On Monday evening, a video began to permeate the Internet. In it, a young, black, female student in class at Spring Valley High School in Columbia, South Carolina is flipped over while sitting at her school desk, then dragged across the floor by a white, male school resource officer (SRO). On Wednesday, Richland Country Sheriff Leon Lott announced at a press conference that the SRO in question, Deputy Ben Fields, has been fired as a result of the incident. But Lott added that, in his opinion, the whole situation was initiated by the student. Yep, Sheriff Lott said that the student started it.

According to BuzzFeed, Lott's exact words on the matter were, "We must not lose sight that the whole incident was started by this student," after which he added that this did not justify Fields' actions. As if this situation weren't already completely infuriating, unacceptable, and devastating enough, we have yet another old white dude in a position of power telling a young black woman (a minor in high school, at that) that something horrible that happened to her is essentially her own fault. The implication is that If the student hadn't "started it," then maybe she wouldn't have gotten dragged across the room.

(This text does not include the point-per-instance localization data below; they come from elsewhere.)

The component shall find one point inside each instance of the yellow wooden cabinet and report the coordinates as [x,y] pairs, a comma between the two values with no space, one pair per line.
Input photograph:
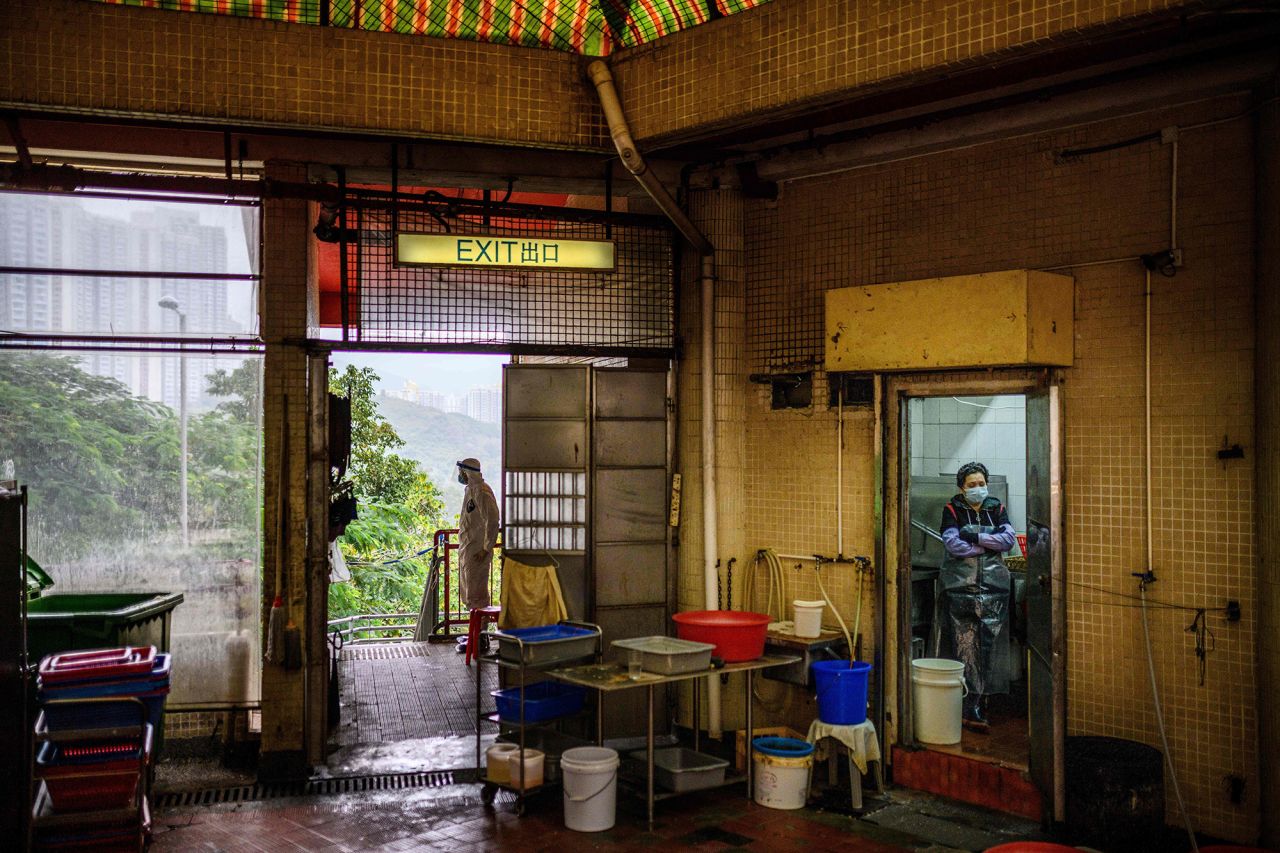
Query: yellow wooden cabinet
[988,319]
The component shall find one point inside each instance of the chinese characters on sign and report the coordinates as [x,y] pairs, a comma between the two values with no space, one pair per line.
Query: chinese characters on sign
[471,250]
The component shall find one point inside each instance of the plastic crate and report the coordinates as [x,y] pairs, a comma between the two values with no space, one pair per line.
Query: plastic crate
[94,775]
[101,715]
[545,643]
[97,665]
[543,701]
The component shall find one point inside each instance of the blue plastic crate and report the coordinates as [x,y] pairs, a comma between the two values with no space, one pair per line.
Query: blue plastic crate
[104,715]
[543,701]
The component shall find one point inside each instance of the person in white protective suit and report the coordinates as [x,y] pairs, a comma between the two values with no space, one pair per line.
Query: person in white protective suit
[478,534]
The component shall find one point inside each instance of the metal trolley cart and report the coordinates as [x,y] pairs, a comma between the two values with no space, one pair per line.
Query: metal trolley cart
[526,706]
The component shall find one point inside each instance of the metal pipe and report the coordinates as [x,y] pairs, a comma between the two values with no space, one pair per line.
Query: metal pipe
[127,273]
[621,133]
[840,470]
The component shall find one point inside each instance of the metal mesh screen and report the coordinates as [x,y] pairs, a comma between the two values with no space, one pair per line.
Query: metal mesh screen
[544,511]
[625,311]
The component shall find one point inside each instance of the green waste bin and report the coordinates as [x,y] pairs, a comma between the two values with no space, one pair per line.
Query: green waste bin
[71,621]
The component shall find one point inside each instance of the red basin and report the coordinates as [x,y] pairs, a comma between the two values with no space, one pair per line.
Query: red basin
[737,635]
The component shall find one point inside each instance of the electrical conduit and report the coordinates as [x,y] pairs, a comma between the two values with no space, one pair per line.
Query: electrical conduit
[621,133]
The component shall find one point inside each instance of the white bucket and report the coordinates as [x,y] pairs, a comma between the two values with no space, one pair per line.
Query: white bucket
[937,694]
[780,781]
[533,769]
[590,779]
[808,617]
[496,761]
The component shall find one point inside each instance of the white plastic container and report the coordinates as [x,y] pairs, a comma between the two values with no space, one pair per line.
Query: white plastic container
[781,781]
[937,697]
[496,762]
[808,617]
[533,770]
[590,776]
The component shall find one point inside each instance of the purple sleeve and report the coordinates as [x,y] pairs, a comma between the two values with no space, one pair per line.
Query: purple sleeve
[1002,539]
[958,547]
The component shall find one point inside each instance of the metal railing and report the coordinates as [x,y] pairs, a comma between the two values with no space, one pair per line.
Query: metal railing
[443,610]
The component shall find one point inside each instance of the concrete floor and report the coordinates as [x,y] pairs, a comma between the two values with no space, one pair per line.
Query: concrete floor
[453,819]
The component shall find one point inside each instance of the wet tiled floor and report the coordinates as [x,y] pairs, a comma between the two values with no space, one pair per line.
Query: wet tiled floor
[453,819]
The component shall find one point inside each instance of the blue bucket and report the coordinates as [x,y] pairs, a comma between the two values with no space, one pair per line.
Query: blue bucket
[841,692]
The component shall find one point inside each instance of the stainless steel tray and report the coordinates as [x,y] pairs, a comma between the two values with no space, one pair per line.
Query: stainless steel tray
[667,655]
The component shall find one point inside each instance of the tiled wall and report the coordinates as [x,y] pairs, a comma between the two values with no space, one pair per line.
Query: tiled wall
[822,50]
[947,432]
[80,56]
[1015,205]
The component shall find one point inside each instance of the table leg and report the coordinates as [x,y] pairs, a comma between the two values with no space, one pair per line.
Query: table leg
[698,711]
[649,758]
[750,762]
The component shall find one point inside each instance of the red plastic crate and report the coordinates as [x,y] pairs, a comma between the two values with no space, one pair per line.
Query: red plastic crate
[97,664]
[92,792]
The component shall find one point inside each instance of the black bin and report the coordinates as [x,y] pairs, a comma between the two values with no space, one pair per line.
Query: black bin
[1115,793]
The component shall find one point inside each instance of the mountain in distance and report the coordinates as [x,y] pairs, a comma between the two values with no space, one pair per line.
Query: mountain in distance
[438,439]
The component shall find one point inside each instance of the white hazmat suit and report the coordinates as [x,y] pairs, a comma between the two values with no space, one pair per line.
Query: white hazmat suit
[478,534]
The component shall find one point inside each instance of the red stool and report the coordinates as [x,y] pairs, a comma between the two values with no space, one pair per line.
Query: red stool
[480,616]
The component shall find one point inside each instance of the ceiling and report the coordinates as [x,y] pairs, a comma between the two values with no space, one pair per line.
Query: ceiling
[588,27]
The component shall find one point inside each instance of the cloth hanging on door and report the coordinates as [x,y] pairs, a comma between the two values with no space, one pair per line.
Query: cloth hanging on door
[530,596]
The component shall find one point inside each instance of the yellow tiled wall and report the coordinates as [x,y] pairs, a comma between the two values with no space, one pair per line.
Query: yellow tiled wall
[821,51]
[1014,204]
[76,56]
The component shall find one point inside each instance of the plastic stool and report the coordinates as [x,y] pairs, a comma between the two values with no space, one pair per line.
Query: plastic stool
[480,616]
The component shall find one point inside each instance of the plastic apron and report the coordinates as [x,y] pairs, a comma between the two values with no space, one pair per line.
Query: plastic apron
[974,609]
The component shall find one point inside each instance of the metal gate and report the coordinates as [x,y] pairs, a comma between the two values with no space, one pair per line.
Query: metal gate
[585,470]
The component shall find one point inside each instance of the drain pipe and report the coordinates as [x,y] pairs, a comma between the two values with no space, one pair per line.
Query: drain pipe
[603,81]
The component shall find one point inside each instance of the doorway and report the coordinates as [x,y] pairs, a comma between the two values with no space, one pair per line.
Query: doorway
[393,598]
[945,434]
[936,424]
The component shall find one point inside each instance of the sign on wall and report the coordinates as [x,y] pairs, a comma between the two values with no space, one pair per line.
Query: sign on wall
[499,251]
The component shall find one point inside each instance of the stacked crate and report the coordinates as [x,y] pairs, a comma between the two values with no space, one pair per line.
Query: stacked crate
[99,712]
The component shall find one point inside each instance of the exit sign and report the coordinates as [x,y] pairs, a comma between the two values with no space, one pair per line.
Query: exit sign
[508,252]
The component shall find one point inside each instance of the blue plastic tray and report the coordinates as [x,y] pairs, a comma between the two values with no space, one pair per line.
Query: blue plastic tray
[543,701]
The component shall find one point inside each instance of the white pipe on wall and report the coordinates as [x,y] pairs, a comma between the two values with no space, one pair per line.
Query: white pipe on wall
[621,133]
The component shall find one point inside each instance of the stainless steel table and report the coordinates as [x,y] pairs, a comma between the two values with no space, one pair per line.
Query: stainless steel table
[608,678]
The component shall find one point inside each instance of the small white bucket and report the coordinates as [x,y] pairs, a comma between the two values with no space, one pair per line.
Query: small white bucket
[590,779]
[937,696]
[533,769]
[808,617]
[781,781]
[496,762]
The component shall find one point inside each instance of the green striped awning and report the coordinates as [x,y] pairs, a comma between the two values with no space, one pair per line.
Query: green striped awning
[590,27]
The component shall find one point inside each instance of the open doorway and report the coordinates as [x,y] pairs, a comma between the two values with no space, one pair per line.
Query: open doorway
[987,629]
[394,605]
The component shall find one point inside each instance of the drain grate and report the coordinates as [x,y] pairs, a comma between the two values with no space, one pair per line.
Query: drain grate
[385,652]
[314,788]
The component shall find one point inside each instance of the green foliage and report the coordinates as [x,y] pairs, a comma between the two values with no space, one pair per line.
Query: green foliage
[400,509]
[104,465]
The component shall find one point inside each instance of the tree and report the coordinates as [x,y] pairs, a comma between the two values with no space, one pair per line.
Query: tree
[400,510]
[100,461]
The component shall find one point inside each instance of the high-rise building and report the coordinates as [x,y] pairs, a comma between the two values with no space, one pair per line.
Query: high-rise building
[49,232]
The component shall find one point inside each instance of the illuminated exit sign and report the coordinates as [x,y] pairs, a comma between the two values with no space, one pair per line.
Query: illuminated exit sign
[513,252]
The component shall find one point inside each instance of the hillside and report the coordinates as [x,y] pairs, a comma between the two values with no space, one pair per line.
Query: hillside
[439,439]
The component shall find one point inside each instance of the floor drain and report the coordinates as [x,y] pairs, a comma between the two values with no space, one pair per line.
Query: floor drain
[312,788]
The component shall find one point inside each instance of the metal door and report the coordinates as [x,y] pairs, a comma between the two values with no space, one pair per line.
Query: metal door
[1045,601]
[545,452]
[629,520]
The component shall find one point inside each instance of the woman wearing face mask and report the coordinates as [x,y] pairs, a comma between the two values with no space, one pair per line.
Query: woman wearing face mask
[974,582]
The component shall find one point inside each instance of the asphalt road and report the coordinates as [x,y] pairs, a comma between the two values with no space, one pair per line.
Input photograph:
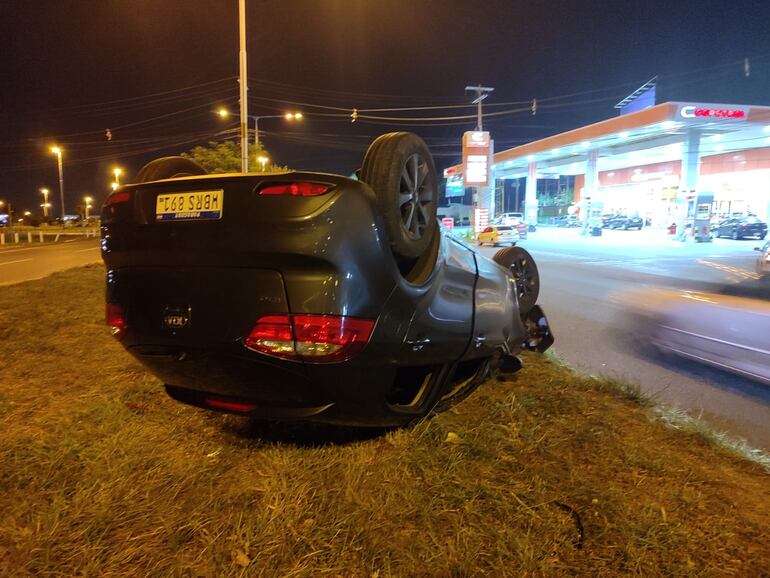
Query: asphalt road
[580,277]
[34,261]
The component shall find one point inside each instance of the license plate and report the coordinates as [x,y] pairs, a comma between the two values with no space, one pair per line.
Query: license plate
[190,206]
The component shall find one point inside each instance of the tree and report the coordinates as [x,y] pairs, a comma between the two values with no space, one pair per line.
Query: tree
[225,157]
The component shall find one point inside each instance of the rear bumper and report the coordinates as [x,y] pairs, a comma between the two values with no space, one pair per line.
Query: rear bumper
[349,393]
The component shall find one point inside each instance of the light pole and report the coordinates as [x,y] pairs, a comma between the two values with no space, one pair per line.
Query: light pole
[45,202]
[243,87]
[58,152]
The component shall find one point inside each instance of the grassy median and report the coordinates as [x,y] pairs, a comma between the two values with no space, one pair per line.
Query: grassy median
[548,473]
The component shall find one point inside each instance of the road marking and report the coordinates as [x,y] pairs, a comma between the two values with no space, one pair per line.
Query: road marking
[18,261]
[17,250]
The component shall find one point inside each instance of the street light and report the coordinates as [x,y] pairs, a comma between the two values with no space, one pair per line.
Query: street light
[45,202]
[58,152]
[224,113]
[10,216]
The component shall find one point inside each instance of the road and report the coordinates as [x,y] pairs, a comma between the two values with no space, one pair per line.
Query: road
[35,261]
[579,277]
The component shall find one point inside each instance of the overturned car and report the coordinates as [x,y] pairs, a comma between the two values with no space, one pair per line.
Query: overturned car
[311,296]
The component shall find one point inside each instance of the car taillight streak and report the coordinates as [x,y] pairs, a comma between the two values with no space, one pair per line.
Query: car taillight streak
[116,319]
[316,338]
[302,189]
[117,198]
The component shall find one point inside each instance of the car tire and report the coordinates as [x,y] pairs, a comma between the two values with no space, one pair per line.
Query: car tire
[400,170]
[168,168]
[524,270]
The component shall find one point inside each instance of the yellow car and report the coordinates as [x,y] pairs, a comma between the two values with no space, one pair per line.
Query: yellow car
[494,235]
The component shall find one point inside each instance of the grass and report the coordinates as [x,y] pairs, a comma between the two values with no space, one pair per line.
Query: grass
[548,473]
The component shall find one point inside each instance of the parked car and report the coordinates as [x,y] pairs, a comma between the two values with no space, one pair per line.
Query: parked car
[567,221]
[763,260]
[498,234]
[740,227]
[310,296]
[624,222]
[727,330]
[513,220]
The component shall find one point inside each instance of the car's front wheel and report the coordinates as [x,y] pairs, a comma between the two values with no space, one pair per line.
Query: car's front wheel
[399,168]
[524,270]
[168,168]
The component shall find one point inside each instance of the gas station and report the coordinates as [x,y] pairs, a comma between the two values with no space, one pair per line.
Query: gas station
[671,164]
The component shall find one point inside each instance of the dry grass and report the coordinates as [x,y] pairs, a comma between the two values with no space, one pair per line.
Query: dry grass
[548,474]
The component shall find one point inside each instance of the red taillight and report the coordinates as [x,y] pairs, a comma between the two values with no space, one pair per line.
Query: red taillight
[229,405]
[273,335]
[316,338]
[116,198]
[116,319]
[295,189]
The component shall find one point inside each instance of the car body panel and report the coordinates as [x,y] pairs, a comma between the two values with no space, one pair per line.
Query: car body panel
[323,255]
[740,227]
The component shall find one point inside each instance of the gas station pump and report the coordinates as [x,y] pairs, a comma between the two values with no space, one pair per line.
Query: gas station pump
[698,219]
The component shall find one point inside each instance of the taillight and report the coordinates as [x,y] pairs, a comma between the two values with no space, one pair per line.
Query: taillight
[226,405]
[117,198]
[116,319]
[316,338]
[303,189]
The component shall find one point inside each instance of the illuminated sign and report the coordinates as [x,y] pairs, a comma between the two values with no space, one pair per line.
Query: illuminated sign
[476,172]
[692,111]
[477,148]
[455,186]
[480,220]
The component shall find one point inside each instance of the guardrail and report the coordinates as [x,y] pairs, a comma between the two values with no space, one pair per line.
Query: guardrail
[16,236]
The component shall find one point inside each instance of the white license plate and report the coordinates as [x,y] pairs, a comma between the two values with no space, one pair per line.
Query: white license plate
[190,206]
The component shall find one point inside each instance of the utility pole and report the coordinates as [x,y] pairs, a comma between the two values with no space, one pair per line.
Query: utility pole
[481,93]
[244,89]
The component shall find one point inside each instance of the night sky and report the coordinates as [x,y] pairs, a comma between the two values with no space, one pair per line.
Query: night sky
[153,72]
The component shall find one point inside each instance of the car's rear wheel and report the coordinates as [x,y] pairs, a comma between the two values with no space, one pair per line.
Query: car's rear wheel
[168,168]
[524,270]
[400,170]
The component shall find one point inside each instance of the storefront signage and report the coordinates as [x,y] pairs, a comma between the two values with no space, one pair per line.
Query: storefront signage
[477,149]
[480,220]
[693,111]
[454,186]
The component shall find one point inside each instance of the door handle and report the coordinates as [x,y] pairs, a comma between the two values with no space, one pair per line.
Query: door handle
[418,344]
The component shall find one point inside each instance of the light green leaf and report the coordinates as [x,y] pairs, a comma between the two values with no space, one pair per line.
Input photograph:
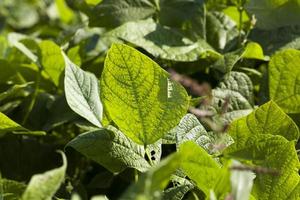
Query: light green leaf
[267,119]
[66,14]
[164,42]
[93,2]
[8,125]
[82,93]
[237,89]
[241,182]
[177,192]
[11,190]
[272,14]
[199,166]
[221,31]
[44,186]
[254,51]
[263,138]
[114,13]
[111,149]
[14,40]
[277,39]
[52,60]
[151,184]
[273,152]
[284,80]
[139,95]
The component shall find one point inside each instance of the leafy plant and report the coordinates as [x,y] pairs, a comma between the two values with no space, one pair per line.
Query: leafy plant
[149,99]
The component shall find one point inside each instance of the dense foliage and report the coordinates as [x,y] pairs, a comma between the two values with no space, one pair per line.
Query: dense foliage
[149,99]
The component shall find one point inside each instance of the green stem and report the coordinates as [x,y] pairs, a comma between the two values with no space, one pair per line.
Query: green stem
[136,175]
[149,156]
[240,9]
[33,99]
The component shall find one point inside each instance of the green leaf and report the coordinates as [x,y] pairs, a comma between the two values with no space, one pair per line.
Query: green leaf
[267,119]
[7,125]
[284,80]
[114,13]
[93,2]
[272,14]
[44,186]
[274,153]
[11,190]
[111,149]
[66,14]
[186,15]
[82,93]
[52,60]
[139,95]
[177,192]
[241,182]
[221,31]
[237,89]
[263,138]
[277,39]
[151,184]
[199,166]
[164,42]
[254,51]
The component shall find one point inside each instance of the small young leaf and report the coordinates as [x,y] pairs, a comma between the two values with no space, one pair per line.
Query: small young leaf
[150,186]
[267,119]
[199,166]
[111,149]
[82,93]
[44,186]
[139,96]
[52,60]
[284,80]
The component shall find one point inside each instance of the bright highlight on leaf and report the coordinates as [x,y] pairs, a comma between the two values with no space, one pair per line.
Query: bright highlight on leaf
[82,93]
[139,96]
[284,80]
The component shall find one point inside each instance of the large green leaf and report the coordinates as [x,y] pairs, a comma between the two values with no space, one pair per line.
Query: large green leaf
[267,119]
[237,89]
[277,39]
[284,80]
[150,186]
[241,182]
[190,129]
[52,60]
[8,125]
[82,93]
[272,14]
[263,138]
[208,175]
[221,31]
[164,42]
[11,190]
[139,95]
[187,15]
[112,149]
[114,13]
[275,153]
[44,186]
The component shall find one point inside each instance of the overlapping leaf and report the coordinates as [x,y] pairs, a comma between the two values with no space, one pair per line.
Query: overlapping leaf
[284,80]
[139,96]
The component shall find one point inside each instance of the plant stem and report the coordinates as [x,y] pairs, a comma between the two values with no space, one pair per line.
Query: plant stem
[149,156]
[136,175]
[33,99]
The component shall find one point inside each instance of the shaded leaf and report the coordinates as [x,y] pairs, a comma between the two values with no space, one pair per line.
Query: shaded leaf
[82,93]
[44,186]
[139,96]
[284,80]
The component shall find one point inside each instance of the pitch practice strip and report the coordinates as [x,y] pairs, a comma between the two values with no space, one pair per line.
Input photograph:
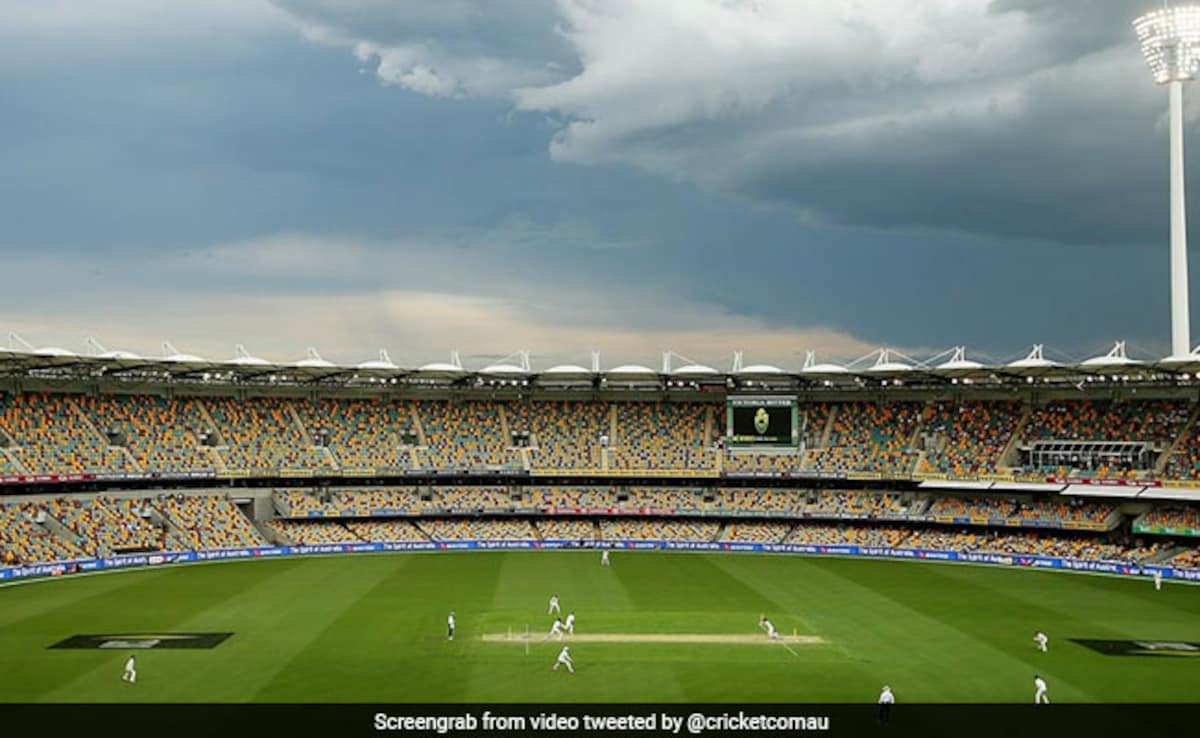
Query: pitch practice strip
[687,639]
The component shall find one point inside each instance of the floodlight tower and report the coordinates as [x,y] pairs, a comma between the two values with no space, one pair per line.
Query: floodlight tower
[1170,42]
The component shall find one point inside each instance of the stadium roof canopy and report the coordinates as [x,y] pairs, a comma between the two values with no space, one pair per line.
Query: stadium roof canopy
[883,367]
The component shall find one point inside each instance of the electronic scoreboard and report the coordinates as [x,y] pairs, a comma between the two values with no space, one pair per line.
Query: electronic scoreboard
[767,421]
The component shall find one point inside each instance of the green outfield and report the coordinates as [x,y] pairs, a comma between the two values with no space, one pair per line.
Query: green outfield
[372,628]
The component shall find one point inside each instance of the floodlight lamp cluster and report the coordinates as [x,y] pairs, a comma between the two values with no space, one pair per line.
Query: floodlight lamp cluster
[1170,42]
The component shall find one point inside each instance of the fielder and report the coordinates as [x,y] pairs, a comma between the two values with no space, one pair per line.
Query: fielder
[886,701]
[768,627]
[564,659]
[1041,640]
[1041,696]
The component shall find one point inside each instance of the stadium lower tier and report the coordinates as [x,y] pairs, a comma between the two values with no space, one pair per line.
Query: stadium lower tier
[216,436]
[1115,547]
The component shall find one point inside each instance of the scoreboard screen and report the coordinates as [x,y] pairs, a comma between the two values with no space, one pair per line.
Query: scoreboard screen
[762,421]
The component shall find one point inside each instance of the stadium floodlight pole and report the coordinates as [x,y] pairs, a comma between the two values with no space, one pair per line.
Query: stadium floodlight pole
[1170,42]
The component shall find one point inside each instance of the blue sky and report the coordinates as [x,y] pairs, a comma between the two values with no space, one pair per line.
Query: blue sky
[567,175]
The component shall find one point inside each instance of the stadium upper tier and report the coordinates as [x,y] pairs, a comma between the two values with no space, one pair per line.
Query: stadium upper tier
[113,435]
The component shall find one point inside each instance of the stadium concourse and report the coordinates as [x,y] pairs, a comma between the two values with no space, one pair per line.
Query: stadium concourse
[103,473]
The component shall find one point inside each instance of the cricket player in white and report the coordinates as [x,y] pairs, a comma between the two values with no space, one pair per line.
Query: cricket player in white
[564,659]
[886,701]
[768,627]
[1041,696]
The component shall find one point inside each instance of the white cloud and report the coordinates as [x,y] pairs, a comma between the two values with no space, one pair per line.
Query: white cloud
[449,48]
[430,303]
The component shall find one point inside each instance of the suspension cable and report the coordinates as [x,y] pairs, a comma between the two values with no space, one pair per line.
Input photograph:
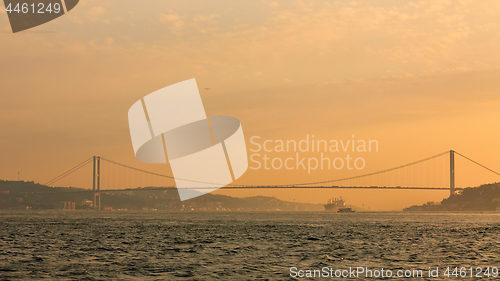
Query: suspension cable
[70,171]
[478,164]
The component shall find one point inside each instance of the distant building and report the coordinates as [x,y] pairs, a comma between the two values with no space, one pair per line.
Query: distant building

How about we as a society just agree that we don't throw unarmed teenagers across the room, regardless of what they did or did not "initiate"? It doesn't matter that the student's noncompliance set off a chain of events that lead to her teacher to call in administration, and for administration to call an SRO (again, because she was merely sitting there and refusing to leave the room where she was being educated on a school day). It's preposterous and entirely unfair to suggest that the resulting actions were somehow the fault of the student. Fields has not yet released a statement about his actions on Monday, or the subsequent fallout. Bustle has reached out to Fields for comment.

Lott conceded that "Fields did not follow proper training and proper procedure when he threw the student across the room," and also fired him for his treatment of the student. I interpret these statements as an admission that Fields was utterly in the wrong, and in the wrong to the extent that it was determined he was not fit for his post as an officer of the law. How can it be that Fields' actions were unjustifiable, but at the same time prompted by the students actions? I'd like to be able to say "I can't believe that it's 2015 and we are still having this conversation," but frankly, I'm not surprised. This is just one in a series of many egregious incidents in which women are told that the violence inflicted upon them is their fault.

Even when firing Fields for what he had done, Lott was unwilling to admit that the student was not at all to blame. Even though the entire country saw a teenager sitting in her desk get flipped over and dragged several feet across the floor, Lott is apparently unable wrap his mind around the idea that the entire event was initiated and executed by Fields himself.